Костя столько слышал о той далёкой войне, куда ушёл брат Андрей и много молодых ребят из села. Слышал, как солдаты похваляются храбростью и медалями, слышал, как плачут бабы. Как учительница говорила: «Если бы за отечество там битва шла…» А теперь видавший виды солдат говорит, что лучше не попадать туда. Припомнилась цветная картинка из книжки «Вахмистр Ататуев». Она была разделена на две половины. На одной половинке три немца, весёлые, в новых мундирах, увешанные оружием, вышагивают, высоко поднимая ноги и скаля зубы в широкой одинаковой улыбке. А на другой они же, оборванные и жалкие, понуро плетутся, подгоняемые бравым русским вахмистром.

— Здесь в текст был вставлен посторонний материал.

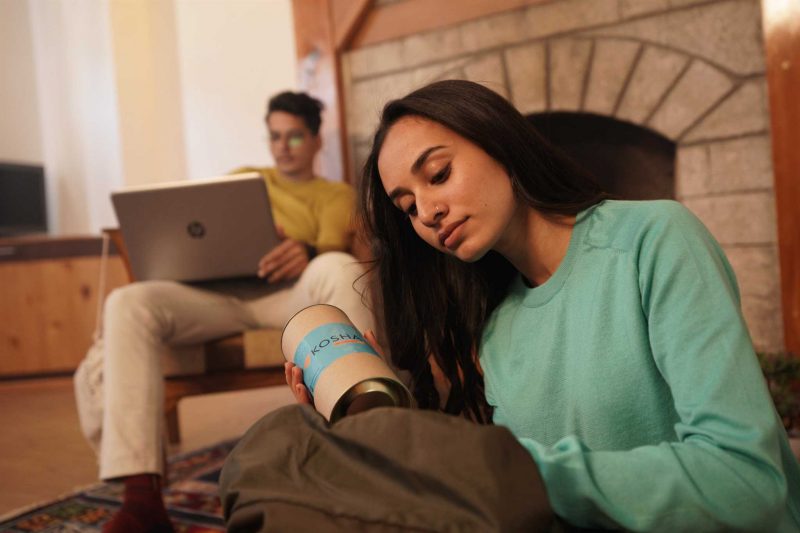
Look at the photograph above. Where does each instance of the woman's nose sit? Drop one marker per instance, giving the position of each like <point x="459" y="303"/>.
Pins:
<point x="430" y="213"/>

А что, если бы всё-таки самому добраться туда?.. Как соберут ещё партию рекрутов, так и увязаться за ними потихоньку, а потом и не отставать до самого фронта… А то — как весна настанет, можно и одному убежать или с кем-нибудь из ребят. Вот бы подивились все в Поречном!.. Стёпку надо уговорить, вот кого! Собрались бы вместе с ним по весне — и айда!
С этими мыслями Костя незаметно для себя уснул. И приснился ему странный сон. Он увидел немцев с картинки живыми. По трое в ряд, по трое в ряд шагают они, множеством своим занимая всё поле, такое же широкое, как в Поречном за околицей начинается. А навстречу им вылетает он, Костя, на белом коне и с саблей в руке. Бумажные немцы стреляют, но всё мимо, никак не попадут. Потом Костя в Поречном. На плечах — погоны, на груди — кресты воинские. Всё село сбегается смотреть на него. Впереди всех — Груня Терентьева…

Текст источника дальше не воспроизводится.